Sending large number of vertices to the kernel

Hi everyone,

I am trying to send a very large number of vertices to the kernel. The kernel will do some computation on these, and send the result of the computations back. The vertices themselves will not be modified.

I know this is a simple task, but I’m a bit lost.

Should I store these n vertices as a vector of vectors with std::vector class? How would I then pass such a thing to the kernel?

Or should I allocate the space with cudaMalloc3D or cudaMalloc3DArray, then fill in that block with the vertices created by float3 vertices = make_float3(x,y,z) ? Where would cudaMemcpy come in?

Or should I use vertex buffer objects?

Or some other technique that I haven’t mentioned, are any of these legit? What is the best way to do this?

Thanks so much!

Here’s a simple example of how you could do it:

int num_vertices;

// set num_vertices to however many vertices you have

size_t memsize = sizeof(float) * vertices;

float *h_x = (float *) malloc(memsize);

float *h_y = (float *) malloc(memsize);

float *h_z = (float *) malloc(memsize);

for (int i=0; i < num_vertices; i++) {

  // fill in entries of h_x, h_y, h_z

}

float *d_x, *d_y, *d_z;

CUDA_SAFE_CALL(cudaMalloc((void**) &d_x, memsize));

CUDA_SAFE_CALL(cudaMalloc((void**) &d_y, memsize));

CUDA_SAFE_CALL(cudaMalloc((void**) &d_y, memsize));

CUDA_SAFE_CALL(cudaMemcpy(d_x, h_x, memsize, cudaMemcpyHostToDevice));

CUDA_SAFE_CALL(cudaMemcpy(d_y, h_y, memsize, cudaMemcpyHostToDevice));

CUDA_SAFE_CALL(cudaMemcpy(d_z, h_z, memsize, cudaMemcpyHostToDevice));

// Now call your kernel passing in d_x, d_y, d_z

(I’ve used the CUDA_SAFE_CALL macro from cutil.h in the SDK (common/inc/cutil.h), which only checks for error codes if _DEBUG is #defined. Roll in your own error checking if required.)

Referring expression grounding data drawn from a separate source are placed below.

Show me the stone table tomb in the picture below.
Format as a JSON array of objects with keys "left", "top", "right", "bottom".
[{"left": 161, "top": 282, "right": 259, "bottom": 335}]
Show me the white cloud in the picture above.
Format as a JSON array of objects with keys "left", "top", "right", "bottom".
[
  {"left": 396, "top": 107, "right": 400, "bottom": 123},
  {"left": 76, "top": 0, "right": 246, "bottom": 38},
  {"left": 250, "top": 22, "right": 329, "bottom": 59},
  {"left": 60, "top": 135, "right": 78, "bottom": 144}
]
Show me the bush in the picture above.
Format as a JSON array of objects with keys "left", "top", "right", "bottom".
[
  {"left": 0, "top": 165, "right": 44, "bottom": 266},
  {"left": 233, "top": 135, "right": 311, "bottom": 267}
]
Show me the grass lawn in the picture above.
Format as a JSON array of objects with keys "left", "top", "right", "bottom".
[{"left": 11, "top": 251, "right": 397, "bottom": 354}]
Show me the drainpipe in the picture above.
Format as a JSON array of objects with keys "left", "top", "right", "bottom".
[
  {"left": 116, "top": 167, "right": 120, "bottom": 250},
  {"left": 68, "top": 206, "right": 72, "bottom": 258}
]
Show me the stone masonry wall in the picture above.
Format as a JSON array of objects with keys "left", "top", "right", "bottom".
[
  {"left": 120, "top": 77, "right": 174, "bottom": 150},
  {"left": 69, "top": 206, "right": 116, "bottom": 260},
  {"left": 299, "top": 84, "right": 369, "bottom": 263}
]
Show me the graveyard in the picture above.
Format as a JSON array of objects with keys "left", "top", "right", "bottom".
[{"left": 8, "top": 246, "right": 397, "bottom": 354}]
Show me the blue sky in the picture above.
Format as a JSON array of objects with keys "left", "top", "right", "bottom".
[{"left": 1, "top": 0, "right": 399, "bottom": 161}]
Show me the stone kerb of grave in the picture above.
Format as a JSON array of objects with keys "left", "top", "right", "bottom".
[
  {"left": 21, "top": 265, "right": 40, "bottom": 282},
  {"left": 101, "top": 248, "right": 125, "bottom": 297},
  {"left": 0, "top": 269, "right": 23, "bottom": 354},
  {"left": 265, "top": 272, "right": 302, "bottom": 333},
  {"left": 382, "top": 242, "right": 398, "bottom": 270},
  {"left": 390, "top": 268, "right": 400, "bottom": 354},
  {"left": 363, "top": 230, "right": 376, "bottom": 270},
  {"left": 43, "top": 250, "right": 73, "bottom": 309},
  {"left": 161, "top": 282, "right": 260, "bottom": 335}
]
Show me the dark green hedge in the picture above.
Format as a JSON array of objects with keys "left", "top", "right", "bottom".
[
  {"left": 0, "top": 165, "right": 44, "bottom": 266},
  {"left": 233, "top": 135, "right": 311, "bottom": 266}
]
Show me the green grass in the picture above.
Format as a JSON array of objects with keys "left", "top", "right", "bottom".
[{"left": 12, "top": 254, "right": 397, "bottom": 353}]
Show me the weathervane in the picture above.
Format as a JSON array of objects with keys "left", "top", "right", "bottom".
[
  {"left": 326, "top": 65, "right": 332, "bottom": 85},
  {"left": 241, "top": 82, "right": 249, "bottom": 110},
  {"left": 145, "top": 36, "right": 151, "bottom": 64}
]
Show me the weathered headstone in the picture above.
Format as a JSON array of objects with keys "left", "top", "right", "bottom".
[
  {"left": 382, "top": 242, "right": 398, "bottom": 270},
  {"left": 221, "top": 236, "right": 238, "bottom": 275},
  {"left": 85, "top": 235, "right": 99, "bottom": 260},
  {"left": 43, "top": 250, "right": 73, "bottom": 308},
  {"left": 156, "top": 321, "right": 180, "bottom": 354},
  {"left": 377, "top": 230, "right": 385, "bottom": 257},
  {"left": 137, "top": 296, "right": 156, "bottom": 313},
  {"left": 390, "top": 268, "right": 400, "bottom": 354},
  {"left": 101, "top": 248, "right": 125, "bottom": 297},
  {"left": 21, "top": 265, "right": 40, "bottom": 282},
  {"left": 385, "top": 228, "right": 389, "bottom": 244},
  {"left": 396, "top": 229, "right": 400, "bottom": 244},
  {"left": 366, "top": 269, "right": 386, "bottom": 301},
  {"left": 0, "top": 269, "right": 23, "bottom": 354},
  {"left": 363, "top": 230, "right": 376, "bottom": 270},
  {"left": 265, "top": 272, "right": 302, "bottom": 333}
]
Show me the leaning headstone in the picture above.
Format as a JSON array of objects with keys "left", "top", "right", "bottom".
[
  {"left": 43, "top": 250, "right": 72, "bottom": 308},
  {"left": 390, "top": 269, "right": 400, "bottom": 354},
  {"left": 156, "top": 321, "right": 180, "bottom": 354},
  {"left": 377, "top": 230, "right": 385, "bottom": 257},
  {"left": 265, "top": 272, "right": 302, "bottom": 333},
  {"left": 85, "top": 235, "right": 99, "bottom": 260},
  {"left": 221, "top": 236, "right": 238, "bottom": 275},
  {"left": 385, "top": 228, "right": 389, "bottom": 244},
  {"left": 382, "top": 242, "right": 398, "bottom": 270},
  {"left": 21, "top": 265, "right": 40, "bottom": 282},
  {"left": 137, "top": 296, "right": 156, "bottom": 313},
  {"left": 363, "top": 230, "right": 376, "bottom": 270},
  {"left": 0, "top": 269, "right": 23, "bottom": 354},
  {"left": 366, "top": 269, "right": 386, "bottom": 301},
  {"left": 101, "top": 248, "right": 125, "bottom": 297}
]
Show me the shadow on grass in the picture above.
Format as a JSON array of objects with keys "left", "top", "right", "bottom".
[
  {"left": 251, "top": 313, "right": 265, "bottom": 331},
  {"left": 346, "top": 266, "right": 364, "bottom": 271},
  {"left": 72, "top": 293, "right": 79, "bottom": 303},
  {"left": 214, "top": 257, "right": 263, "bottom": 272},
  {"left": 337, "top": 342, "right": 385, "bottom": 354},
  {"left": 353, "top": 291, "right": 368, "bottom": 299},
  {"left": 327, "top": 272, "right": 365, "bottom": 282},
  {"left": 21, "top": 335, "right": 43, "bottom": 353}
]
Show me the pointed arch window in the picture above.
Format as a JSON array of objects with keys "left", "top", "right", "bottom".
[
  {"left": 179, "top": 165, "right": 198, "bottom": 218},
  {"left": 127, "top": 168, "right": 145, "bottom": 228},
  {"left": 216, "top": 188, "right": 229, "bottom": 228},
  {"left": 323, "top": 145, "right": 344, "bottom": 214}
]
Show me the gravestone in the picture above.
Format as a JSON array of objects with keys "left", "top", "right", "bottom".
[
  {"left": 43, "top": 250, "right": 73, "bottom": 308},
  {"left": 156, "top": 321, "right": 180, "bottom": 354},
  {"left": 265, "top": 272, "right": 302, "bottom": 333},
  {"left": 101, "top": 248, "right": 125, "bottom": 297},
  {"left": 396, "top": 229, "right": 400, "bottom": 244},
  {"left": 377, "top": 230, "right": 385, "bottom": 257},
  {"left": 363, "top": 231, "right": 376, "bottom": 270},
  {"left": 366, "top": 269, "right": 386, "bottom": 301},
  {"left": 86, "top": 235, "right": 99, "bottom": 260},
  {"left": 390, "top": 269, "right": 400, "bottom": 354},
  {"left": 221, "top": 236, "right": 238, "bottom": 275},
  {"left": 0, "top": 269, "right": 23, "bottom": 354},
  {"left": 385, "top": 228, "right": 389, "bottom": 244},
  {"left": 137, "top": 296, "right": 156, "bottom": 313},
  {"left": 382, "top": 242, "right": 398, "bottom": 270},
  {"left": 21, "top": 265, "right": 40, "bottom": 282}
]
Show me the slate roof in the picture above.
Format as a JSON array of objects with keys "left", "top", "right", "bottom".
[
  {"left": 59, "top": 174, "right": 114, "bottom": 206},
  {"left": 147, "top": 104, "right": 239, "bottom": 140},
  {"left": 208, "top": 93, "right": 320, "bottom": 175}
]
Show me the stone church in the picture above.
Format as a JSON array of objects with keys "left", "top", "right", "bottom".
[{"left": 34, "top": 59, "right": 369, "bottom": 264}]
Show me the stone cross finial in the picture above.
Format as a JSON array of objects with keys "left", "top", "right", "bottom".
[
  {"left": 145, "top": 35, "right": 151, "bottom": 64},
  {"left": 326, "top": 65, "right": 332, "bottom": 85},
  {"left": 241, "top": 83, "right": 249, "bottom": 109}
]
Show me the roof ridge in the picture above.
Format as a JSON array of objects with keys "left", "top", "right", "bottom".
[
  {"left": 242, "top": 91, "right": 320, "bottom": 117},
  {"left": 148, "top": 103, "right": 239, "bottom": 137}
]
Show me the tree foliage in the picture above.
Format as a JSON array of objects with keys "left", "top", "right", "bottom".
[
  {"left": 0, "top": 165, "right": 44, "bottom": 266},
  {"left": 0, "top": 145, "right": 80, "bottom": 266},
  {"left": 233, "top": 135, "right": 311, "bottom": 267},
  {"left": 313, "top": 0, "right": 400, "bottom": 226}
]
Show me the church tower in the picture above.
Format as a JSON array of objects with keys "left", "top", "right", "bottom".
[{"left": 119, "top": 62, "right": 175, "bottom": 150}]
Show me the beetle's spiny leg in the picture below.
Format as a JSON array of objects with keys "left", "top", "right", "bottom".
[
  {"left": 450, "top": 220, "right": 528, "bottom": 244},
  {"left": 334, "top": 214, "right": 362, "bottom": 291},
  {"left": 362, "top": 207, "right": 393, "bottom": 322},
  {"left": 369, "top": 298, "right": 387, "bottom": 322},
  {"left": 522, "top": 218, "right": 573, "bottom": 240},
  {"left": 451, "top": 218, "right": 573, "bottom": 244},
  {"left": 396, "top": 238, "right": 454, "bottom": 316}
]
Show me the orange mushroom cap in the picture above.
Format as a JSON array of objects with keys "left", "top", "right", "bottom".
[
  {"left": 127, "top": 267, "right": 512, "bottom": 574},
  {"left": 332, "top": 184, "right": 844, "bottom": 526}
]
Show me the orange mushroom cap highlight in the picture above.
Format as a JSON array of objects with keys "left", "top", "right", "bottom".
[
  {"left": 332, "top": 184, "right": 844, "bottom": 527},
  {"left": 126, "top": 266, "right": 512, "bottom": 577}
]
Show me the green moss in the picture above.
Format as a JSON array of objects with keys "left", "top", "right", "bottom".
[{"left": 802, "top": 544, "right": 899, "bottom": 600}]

Regarding the options you mention:

  • Passing C++ objects (especially STL) to the GPU generally does not work. You will be much more successful with plain C-style arrays and simple structs.

  • cudaMalloc3D() and cudaMalloc3DArray() are for allocating 3 dimensional arrays, not arrays of 3d objects (like vertices). cudaMalloc3D() just allocates a big linear chunk of memory anyway, but pads out some dimensions if they would cause alignment problems. cudaMalloc3DArray() allocates a special cudaArray object, which is required for 3D textures.

  • Creating a C-style array of float3 objects is on the right track, and would certainly work. The only problem with float3 objects is that they are the wrong size for coalesced memory access on older devices (GeForce 8 and 9) which can only coalesce reads of size 32, 64 and 128 bits. You can access an array of float3 in a coalesced way using shared memory as a staging area, but this is a little complicated when you are starting out. Making an array for each x,y,z component is a simple way to fix this problem.

  • Vertex buffer objects are a DirectX/OpenGL concept, and don’t exist in CUDA except for the purposes of graphic interoperability (like writing a CUDA kernel whose output is going to be directly rendered).